Consideration must be given to the various factors at play while the pandemic continues to affect all industries, not least the travel sector.
Adapting to the New Normal
Serviced apartment operators can weather the storm, but they must be willing to adapt as quickly as possible. It’s likely that staycations will become the norm for the foreseeable future, as international travel continues to be affected by arbitrary restrictions and consumers remain wary of cancellations and curtailments.
To attract domestic travellers, serviced apartment providers must be seen to accommodate extra hygiene measures. Guests will expect operators to carry out deep cleaning between guests so as to minimise infection.
Businesses will need to manage their cash flow very careful to maintain sufficient levels of liquidity.

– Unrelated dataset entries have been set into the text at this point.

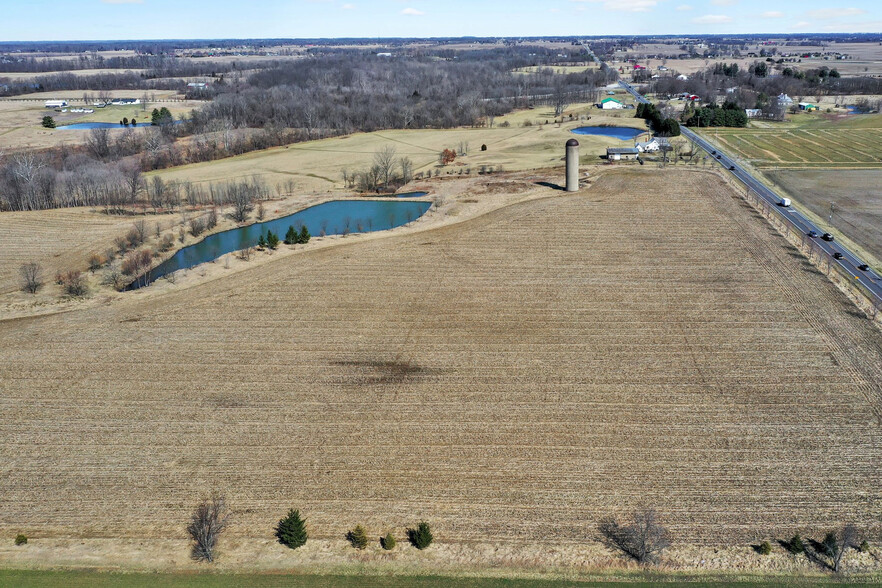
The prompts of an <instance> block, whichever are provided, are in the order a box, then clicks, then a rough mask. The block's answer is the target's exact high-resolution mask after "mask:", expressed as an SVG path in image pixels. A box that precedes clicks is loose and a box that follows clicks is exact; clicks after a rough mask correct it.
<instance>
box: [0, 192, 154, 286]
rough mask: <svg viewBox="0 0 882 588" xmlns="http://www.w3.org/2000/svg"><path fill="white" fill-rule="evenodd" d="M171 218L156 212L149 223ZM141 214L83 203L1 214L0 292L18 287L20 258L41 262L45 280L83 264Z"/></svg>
mask: <svg viewBox="0 0 882 588" xmlns="http://www.w3.org/2000/svg"><path fill="white" fill-rule="evenodd" d="M171 217H172V215H160V216H155V217H152V218H150V219H149V220H148V223H149V224H150V226H151V227H152V226H154V223H155V222H156V221H160V222H168V219H169V218H171ZM143 218H144V217H142V216H139V217H129V216H113V215H107V214H102V213H100V212H97V211H95V210H94V209H91V208H85V207H84V208H64V209H57V210H35V211H27V212H3V213H0V294H5V293H8V292H12V291H15V290H17V289H18V288H19V286H20V284H19V274H18V268H19V267H20V266H21V265H22V264H24V263H30V262H36V263H39V264H40V265H41V266H42V267H43V270H44V272H43V273H44V275H45V277H46V279H47V281H48V280H51V279H52V277H53V276H54V275H55V272H58V271H67V270H85V269H87V267H88V264H87V261H88V258H89V255H90V254H91V253H93V252H94V253H103V252H104V250H105V249H107V248H112V247H113V240H114V239H115V238H116V237H122V236H124V235H125V234H126V232H127V231H128V230H129V229H131V228H132V224H133V222H134V221H136V220H141V219H143Z"/></svg>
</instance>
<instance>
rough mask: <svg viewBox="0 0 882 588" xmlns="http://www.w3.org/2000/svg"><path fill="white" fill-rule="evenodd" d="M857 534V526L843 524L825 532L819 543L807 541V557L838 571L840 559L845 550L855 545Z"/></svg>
mask: <svg viewBox="0 0 882 588" xmlns="http://www.w3.org/2000/svg"><path fill="white" fill-rule="evenodd" d="M858 534H859V533H858V530H857V527H855V526H854V525H845V526H843V527H842V528H840V529H838V530H836V531H831V532H830V533H827V535H826V536H825V537H824V540H823V541H821V542H820V543H818V542H817V541H809V542H808V546H807V547H808V548H807V549H806V551H805V553H806V555H807V556H808V557H809V559H811V560H814V561H815V562H817V563H819V564H821V565H823V566H826V567H828V568H830V570H831V571H832V572H836V573H838V572H839V571H841V570H842V559H843V557H844V556H845V552H846V551H848V550H849V549H851V548H853V547H857V543H858Z"/></svg>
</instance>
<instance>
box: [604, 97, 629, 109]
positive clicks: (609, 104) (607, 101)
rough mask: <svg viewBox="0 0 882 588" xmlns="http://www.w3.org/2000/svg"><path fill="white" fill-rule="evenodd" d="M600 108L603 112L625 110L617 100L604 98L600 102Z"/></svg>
mask: <svg viewBox="0 0 882 588" xmlns="http://www.w3.org/2000/svg"><path fill="white" fill-rule="evenodd" d="M600 107H601V108H602V109H603V110H620V109H622V108H624V106H623V105H622V103H621V102H620V101H618V100H616V99H615V98H604V99H603V100H601V101H600Z"/></svg>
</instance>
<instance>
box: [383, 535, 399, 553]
mask: <svg viewBox="0 0 882 588" xmlns="http://www.w3.org/2000/svg"><path fill="white" fill-rule="evenodd" d="M380 545H381V546H382V547H383V549H385V550H386V551H392V550H393V549H395V537H393V536H392V533H386V536H385V537H381V538H380Z"/></svg>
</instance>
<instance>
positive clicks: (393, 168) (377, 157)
mask: <svg viewBox="0 0 882 588" xmlns="http://www.w3.org/2000/svg"><path fill="white" fill-rule="evenodd" d="M374 165H375V166H376V167H377V168H378V169H379V172H380V177H381V178H382V179H383V187H384V188H388V187H389V180H390V179H391V177H392V171H393V170H394V169H395V147H393V146H392V145H386V146H385V147H383V148H382V149H380V150H378V151H376V152H374Z"/></svg>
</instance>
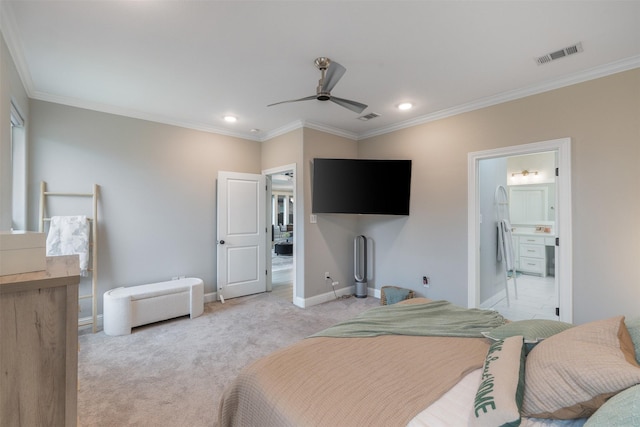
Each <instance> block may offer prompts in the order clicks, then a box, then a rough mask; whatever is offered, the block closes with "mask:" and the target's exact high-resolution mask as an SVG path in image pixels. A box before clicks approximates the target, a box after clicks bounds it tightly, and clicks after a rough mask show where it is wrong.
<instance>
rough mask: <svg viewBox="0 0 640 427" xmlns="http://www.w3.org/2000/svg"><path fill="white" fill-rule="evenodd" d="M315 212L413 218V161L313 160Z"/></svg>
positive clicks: (314, 207) (313, 209) (378, 160)
mask: <svg viewBox="0 0 640 427" xmlns="http://www.w3.org/2000/svg"><path fill="white" fill-rule="evenodd" d="M312 185H313V188H312V192H313V196H312V211H313V212H314V213H344V214H376V215H409V199H410V195H411V160H371V159H323V158H316V159H314V160H313V178H312Z"/></svg>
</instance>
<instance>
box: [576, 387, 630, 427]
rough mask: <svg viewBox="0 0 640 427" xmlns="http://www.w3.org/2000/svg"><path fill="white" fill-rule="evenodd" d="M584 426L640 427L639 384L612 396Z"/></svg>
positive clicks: (602, 426) (626, 389) (595, 412)
mask: <svg viewBox="0 0 640 427" xmlns="http://www.w3.org/2000/svg"><path fill="white" fill-rule="evenodd" d="M584 426H585V427H600V426H602V427H627V426H640V384H638V385H636V386H633V387H630V388H628V389H626V390H624V391H621V392H620V393H618V394H616V395H615V396H613V397H612V398H611V399H609V400H608V401H607V402H606V403H605V404H604V405H602V406H601V407H600V409H598V410H597V411H596V412H595V414H593V415H592V416H591V418H589V419H588V420H587V423H586V424H585V425H584Z"/></svg>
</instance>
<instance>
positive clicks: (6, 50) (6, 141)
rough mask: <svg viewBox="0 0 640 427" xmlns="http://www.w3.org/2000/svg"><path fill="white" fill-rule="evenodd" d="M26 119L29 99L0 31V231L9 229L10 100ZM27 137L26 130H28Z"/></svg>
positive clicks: (27, 133)
mask: <svg viewBox="0 0 640 427" xmlns="http://www.w3.org/2000/svg"><path fill="white" fill-rule="evenodd" d="M12 101H13V103H14V104H15V105H16V107H17V108H18V109H19V111H20V113H21V114H22V115H23V119H25V121H26V123H27V126H28V122H29V100H28V98H27V93H26V91H25V89H24V86H23V85H22V81H21V80H20V76H19V75H18V71H17V70H16V67H15V64H14V62H13V58H12V57H11V54H10V53H9V49H8V48H7V45H6V43H5V40H4V37H3V36H2V34H0V230H9V229H10V228H11V215H12V212H11V181H12V177H11V170H12V169H11V102H12ZM27 137H28V133H27Z"/></svg>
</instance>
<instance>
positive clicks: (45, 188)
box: [39, 181, 99, 333]
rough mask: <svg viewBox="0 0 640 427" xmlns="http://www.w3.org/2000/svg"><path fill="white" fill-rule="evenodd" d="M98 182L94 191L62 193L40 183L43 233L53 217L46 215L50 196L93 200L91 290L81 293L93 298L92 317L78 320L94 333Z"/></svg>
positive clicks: (84, 298) (39, 230)
mask: <svg viewBox="0 0 640 427" xmlns="http://www.w3.org/2000/svg"><path fill="white" fill-rule="evenodd" d="M98 190H99V186H98V184H94V185H93V192H92V193H62V192H53V191H47V184H46V182H44V181H42V182H41V183H40V225H39V231H40V232H41V233H43V232H44V230H45V227H44V224H45V222H50V221H51V217H47V216H45V215H46V210H47V209H46V200H47V197H49V196H62V197H87V198H89V197H90V198H91V199H92V202H93V214H92V216H91V217H87V220H88V221H89V224H90V225H91V235H90V241H89V260H90V264H91V265H90V266H89V268H88V271H89V272H90V273H91V292H90V293H87V294H81V295H80V296H79V300H80V301H82V300H87V299H90V300H91V317H90V318H85V319H82V320H80V319H79V320H78V326H86V325H91V330H92V332H93V333H96V332H97V326H98V324H97V323H98V322H97V318H98V299H97V289H98Z"/></svg>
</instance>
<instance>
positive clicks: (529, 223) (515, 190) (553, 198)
mask: <svg viewBox="0 0 640 427" xmlns="http://www.w3.org/2000/svg"><path fill="white" fill-rule="evenodd" d="M554 201H555V184H542V185H512V186H510V187H509V213H510V216H511V223H512V224H531V225H535V224H538V223H541V222H547V221H555V208H554Z"/></svg>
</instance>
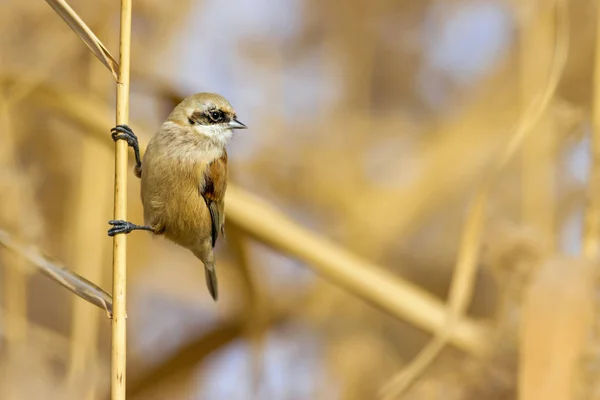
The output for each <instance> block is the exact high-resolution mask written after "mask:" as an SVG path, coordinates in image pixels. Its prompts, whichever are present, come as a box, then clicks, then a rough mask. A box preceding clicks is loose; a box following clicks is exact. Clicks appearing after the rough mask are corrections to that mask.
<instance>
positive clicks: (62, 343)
mask: <svg viewBox="0 0 600 400" xmlns="http://www.w3.org/2000/svg"><path fill="white" fill-rule="evenodd" d="M0 317H1V318H2V320H3V321H6V322H7V323H9V324H28V326H27V336H28V337H29V338H30V339H31V341H32V342H35V343H36V345H37V346H40V347H41V348H45V349H47V352H48V354H49V355H51V356H53V357H56V358H57V359H60V358H62V357H64V355H65V354H66V353H67V352H68V351H69V340H68V338H66V337H65V336H63V335H61V334H59V333H56V331H54V330H52V329H49V328H47V327H45V326H43V325H39V324H36V323H35V322H34V321H25V320H26V318H25V317H23V316H19V315H10V314H9V313H8V312H7V311H6V310H2V309H0ZM0 382H1V379H0Z"/></svg>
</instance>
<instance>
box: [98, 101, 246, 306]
mask: <svg viewBox="0 0 600 400" xmlns="http://www.w3.org/2000/svg"><path fill="white" fill-rule="evenodd" d="M240 129H247V126H246V125H245V124H243V123H242V122H240V121H239V120H238V119H237V115H236V112H235V110H234V108H233V107H232V106H231V104H230V103H229V101H227V100H226V99H225V98H224V97H223V96H221V95H219V94H216V93H208V92H202V93H196V94H193V95H191V96H188V97H186V98H185V99H183V100H182V101H181V102H180V103H179V104H177V105H176V106H175V108H174V109H173V110H172V112H171V113H170V114H169V115H168V117H167V118H166V119H165V121H164V122H163V123H162V125H161V126H160V128H159V129H158V131H156V133H155V134H154V136H153V137H152V138H151V139H150V142H149V143H148V146H147V147H146V151H145V152H144V156H143V159H141V158H140V149H139V142H138V139H137V136H136V135H135V133H134V132H133V130H132V129H131V128H130V127H129V126H128V125H126V124H120V125H117V126H115V127H114V128H112V129H111V137H112V139H113V140H114V141H115V142H116V141H117V140H125V141H127V144H128V146H129V147H131V148H132V149H133V151H134V154H135V166H134V168H133V172H134V174H135V176H137V177H138V178H140V179H141V188H140V189H141V190H140V194H141V196H140V197H141V200H142V205H143V209H144V225H136V224H134V223H131V222H128V221H124V220H111V221H109V224H110V225H112V227H111V228H110V229H109V230H108V235H109V236H115V235H118V234H128V233H130V232H132V231H134V230H145V231H150V232H152V233H153V235H160V236H163V237H165V238H166V239H168V240H170V241H172V242H174V243H176V244H178V245H179V246H181V247H184V248H186V249H188V250H190V251H191V252H192V253H193V254H194V255H195V256H196V258H198V259H199V260H200V261H201V262H202V263H203V264H204V270H205V278H206V285H207V288H208V291H209V293H210V295H211V296H212V298H213V299H214V301H217V299H218V293H219V291H218V283H217V273H216V270H215V256H214V248H215V245H216V243H217V239H218V237H219V235H220V236H221V237H223V236H224V233H225V232H224V224H225V210H224V206H225V202H224V197H225V191H226V190H227V173H228V168H227V150H226V144H227V143H228V142H229V140H230V139H231V138H232V136H233V132H234V131H236V130H240Z"/></svg>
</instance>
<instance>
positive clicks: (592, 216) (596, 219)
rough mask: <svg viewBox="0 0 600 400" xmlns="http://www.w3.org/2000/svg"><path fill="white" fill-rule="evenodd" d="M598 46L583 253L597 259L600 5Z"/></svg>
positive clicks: (598, 30) (597, 217) (599, 62)
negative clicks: (590, 154)
mask: <svg viewBox="0 0 600 400" xmlns="http://www.w3.org/2000/svg"><path fill="white" fill-rule="evenodd" d="M596 13H597V16H596V20H597V24H596V48H595V50H594V52H595V54H594V86H593V96H594V97H593V108H592V123H593V126H592V128H593V129H592V137H591V149H590V150H591V156H592V164H591V168H590V177H589V184H588V199H587V200H588V205H587V209H586V214H585V232H584V234H583V254H584V256H585V257H588V258H589V259H592V260H594V259H597V258H598V254H600V251H599V250H600V7H596Z"/></svg>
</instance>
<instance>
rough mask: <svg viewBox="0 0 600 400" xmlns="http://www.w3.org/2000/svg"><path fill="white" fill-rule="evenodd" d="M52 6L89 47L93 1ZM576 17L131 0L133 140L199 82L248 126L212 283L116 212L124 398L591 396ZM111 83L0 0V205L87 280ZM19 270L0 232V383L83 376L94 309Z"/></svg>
mask: <svg viewBox="0 0 600 400" xmlns="http://www.w3.org/2000/svg"><path fill="white" fill-rule="evenodd" d="M69 3H70V4H71V6H72V7H73V8H74V9H75V10H76V11H77V13H78V14H79V15H80V16H81V17H82V18H83V20H84V21H86V23H87V24H88V25H89V26H90V28H91V29H92V30H93V31H94V32H95V33H96V35H97V36H98V37H99V38H100V39H101V40H102V42H103V43H104V44H105V45H106V46H107V48H108V49H109V50H110V51H111V52H112V53H113V55H116V54H117V53H118V52H117V49H118V40H119V38H118V31H119V4H118V2H117V1H112V2H108V1H104V2H98V1H84V0H71V1H70V2H69ZM598 16H600V12H599V4H598V2H594V1H591V0H560V1H559V0H556V1H548V0H524V1H521V2H517V1H508V0H475V1H473V0H462V1H461V0H455V1H448V0H446V1H442V0H439V1H416V0H412V1H402V2H400V1H395V2H394V1H388V0H373V1H369V2H368V1H366V0H349V1H344V2H342V1H339V0H332V1H317V0H278V1H276V2H275V1H272V2H266V1H262V2H258V1H242V0H228V1H223V0H221V1H217V0H195V1H194V0H177V1H172V2H167V1H160V0H135V1H134V2H133V34H132V40H133V42H132V97H131V126H132V127H133V128H134V130H135V131H136V133H137V134H138V136H140V139H141V141H142V142H143V143H146V142H147V140H148V139H149V137H150V136H151V135H152V133H153V131H154V130H155V129H157V127H158V126H159V124H160V122H161V121H162V120H163V119H164V118H165V117H166V115H167V114H168V112H169V111H170V109H171V108H172V107H173V106H174V105H175V104H176V103H177V102H179V101H180V100H181V99H182V98H183V97H185V96H187V95H189V94H192V93H195V92H200V91H215V92H219V93H221V94H223V95H224V96H225V97H226V98H228V99H229V100H230V101H231V102H232V104H233V105H234V107H235V108H236V110H237V112H238V116H239V118H240V119H241V120H242V121H243V122H244V123H246V124H247V125H248V126H249V128H250V129H248V130H247V131H243V132H241V133H238V134H237V135H236V136H235V137H234V139H233V141H232V142H231V143H230V145H229V160H230V177H231V179H230V181H231V188H230V191H229V192H228V196H229V197H228V198H227V202H228V203H227V204H228V209H227V218H226V221H227V222H226V235H227V238H226V240H225V241H223V242H221V243H220V244H219V252H218V255H217V267H218V273H219V279H220V282H222V290H221V296H220V299H219V302H218V303H216V304H215V303H213V301H212V300H211V299H210V296H209V295H208V293H207V291H206V289H205V283H204V272H203V271H202V267H201V265H200V264H199V262H198V261H197V260H196V259H195V258H194V257H193V255H191V254H188V252H187V251H186V250H184V249H180V248H178V247H176V246H175V245H173V244H171V243H168V242H167V241H165V240H164V239H161V238H154V239H153V238H152V237H151V236H150V235H149V234H145V233H133V234H131V235H129V236H128V243H129V245H128V267H129V269H128V288H129V290H128V310H127V314H128V375H127V377H128V382H127V389H128V398H131V399H145V400H153V399H173V400H176V399H209V400H213V399H240V400H244V399H260V400H262V399H268V400H271V399H274V400H280V399H281V400H283V399H294V400H296V399H297V400H304V399H344V400H346V399H347V400H363V399H380V398H381V399H444V400H446V399H450V400H452V399H465V400H466V399H468V400H472V399H475V400H479V399H517V398H518V399H523V400H534V399H536V400H537V399H600V384H599V383H598V382H600V353H599V351H598V349H599V348H600V297H598V296H597V294H596V293H597V291H598V289H599V286H600V280H599V279H598V277H597V275H598V266H597V252H598V244H599V237H600V61H599V60H600V58H598V57H599V55H600V45H599V44H598V42H599V40H597V39H596V37H597V36H598V37H600V35H598V34H597V33H596V32H597V30H598V29H597V23H596V21H597V20H599V17H598ZM114 104H115V89H114V81H113V78H112V76H111V75H110V73H108V72H107V71H106V69H105V68H104V67H103V66H102V65H101V64H100V63H99V62H98V60H97V59H96V58H95V57H94V56H93V55H92V54H91V53H90V52H89V50H88V49H87V48H86V47H85V46H84V45H83V43H81V41H80V39H78V38H77V36H76V35H74V34H73V32H72V31H71V30H70V29H69V27H68V26H67V25H66V24H65V23H64V22H63V21H62V20H61V19H60V18H59V17H58V16H57V15H56V14H55V13H54V11H53V10H52V9H51V8H50V7H49V6H48V4H46V2H44V1H41V0H39V1H33V0H29V1H21V0H4V1H2V2H1V4H0V127H1V128H0V230H4V231H7V232H10V233H11V235H12V236H13V237H14V238H15V239H17V240H19V241H21V242H23V243H29V244H33V245H36V246H38V247H39V248H41V249H43V250H44V252H45V253H47V254H50V255H52V257H53V258H54V259H56V260H60V261H61V263H62V264H64V265H66V266H68V267H69V268H71V269H72V270H73V271H76V272H77V273H79V274H81V275H82V276H84V277H85V278H87V279H89V280H90V281H92V282H94V283H96V284H98V285H99V286H101V287H103V288H105V289H107V290H109V289H110V288H111V244H112V239H110V238H109V237H108V236H107V235H106V231H107V229H108V227H109V226H108V224H107V221H108V220H109V219H112V199H113V183H112V180H113V175H114V161H113V160H114V145H113V142H112V141H111V139H110V134H109V130H110V128H111V127H112V126H113V125H114ZM131 159H132V156H131V155H130V160H131ZM128 182H129V193H128V196H129V208H128V216H129V219H130V220H131V221H136V222H141V221H142V209H141V202H140V201H139V181H138V180H137V179H135V178H134V177H133V174H132V175H130V178H129V181H128ZM255 197H256V198H255ZM257 199H261V200H257ZM282 213H283V214H285V215H286V216H287V218H282V217H281V215H280V214H282ZM292 221H293V222H292ZM30 267H31V265H29V261H28V260H27V258H26V257H25V256H24V255H23V254H19V253H15V252H11V251H8V250H5V249H4V248H0V273H1V275H0V276H1V277H2V278H1V279H2V281H1V283H2V284H1V288H2V291H1V293H0V294H1V295H0V304H1V305H2V311H1V314H0V346H1V347H0V398H1V399H10V400H21V399H84V400H97V399H107V398H108V396H109V393H110V389H109V387H110V385H109V380H108V379H109V376H110V375H109V368H110V320H108V319H107V318H106V315H105V313H104V312H102V310H100V309H98V308H96V307H93V306H91V305H90V304H88V303H86V302H84V301H83V300H81V299H80V298H77V297H75V296H73V295H72V294H71V293H70V292H68V291H66V290H65V289H64V288H62V287H60V286H59V285H57V284H56V283H55V282H53V281H51V280H49V279H48V278H47V277H45V276H43V275H41V274H39V273H36V272H35V270H34V269H32V268H30ZM445 305H447V307H446V306H445ZM444 315H447V317H444ZM465 315H466V316H465ZM422 351H423V352H422ZM438 353H439V355H438Z"/></svg>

This may involve letting some non-essential staff go and asking employees to work from home to cut costs.
Occupancy rates are likely to be affected for some time to come, so it’s essential that operators look at their business model and be prepared to adapt where necessary. If operators are reliant on short-term lets, consider switching to a long-term letting model or offer discounts for longer stays.
Operators with commercial leasehold agreements will need to speak to their landlord to come to a mutually agreeable arrangement with regard to the lease.
Innovate to Survive
COVID-19 will continue to affect the global travel industry for many more months, and possibly years. It will be some time before business and personal travel returns to pre-COVID levels, and it’s becoming increasingly clear that only operators able to innovate and adapt will survive in the long-term.